As if there wasn't enough to debate, Adam Liptak from the New York Times reports that "for the first time in a generation, the question of whether the death penalty deters murders has captured the attention of scholars in law and economics, setting off an intense new debate about one of the central justifications for capital punishment" (November 18, 2007). More than a dozen studies were conducted in a number of jurisdictions, comparing the homicide rates over a period of time. On the surface it appears that when execution rates rise, homicide rates lower. This seems to make complete sense; people have the idea of execution as a punishment fresh in their minds and therefore are in greater fear of consequences. Lawyers and economists, however, seem to disagree on the issue, not necessarily that people respond to incentives, but on the analyzation of the research.
The economists' view is based on the logic of incentives. Liptak explains the economists' point of view as such: "To many economists, then, it follows inexorably that there will be fewer murders as the likelihood of execution rises." Because the numbers in the research do reveal that homicide rates dropped when execution rates rose, the economists' stand by their point. But the lawyers' point of view is that there are too many other factors that have not been equated into analyzing the research done in jurisdictions where capital punishment applies. These factors give the lawyers reason to not believe that capital punishment deters people from homicide.

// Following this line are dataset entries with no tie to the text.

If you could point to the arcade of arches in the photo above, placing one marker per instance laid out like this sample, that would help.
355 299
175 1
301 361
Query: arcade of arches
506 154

Regardless of where a lawyer or economist stands on the issue of research, what is most surprising is the lack of reliance on personal values and morals in deciding whether or not the death penalty should be used. Instead of worrying about what they believe to be the best moral actions, the economists and lawyers researching and debating this issue are basing their stances on what the research is revealing. Joanna M. Shepherd, a professor at Emory with a doctorate in economics states, “I am definitely against the death penalty on lots of different grounds, but I do believe that people respond to incentives.”
The debate between all kinds of people--lawyers, economists, students, parents, everyone--should not be "what does the research show," but rather "what does my faith/soul/values tell me is right". While this does lead to a difference in opinion, the majority opinion will rule and people can choose to accept it or leave it. American laws cannot decide the right actions to take simply because of research; cutting off a man's hand because he stole would obviously make other afraid to steal, but America does not practice this kind of punishment because it was decided to be immoral. Of course, capital punishment deters people from murdering others, but that does not mean it is right.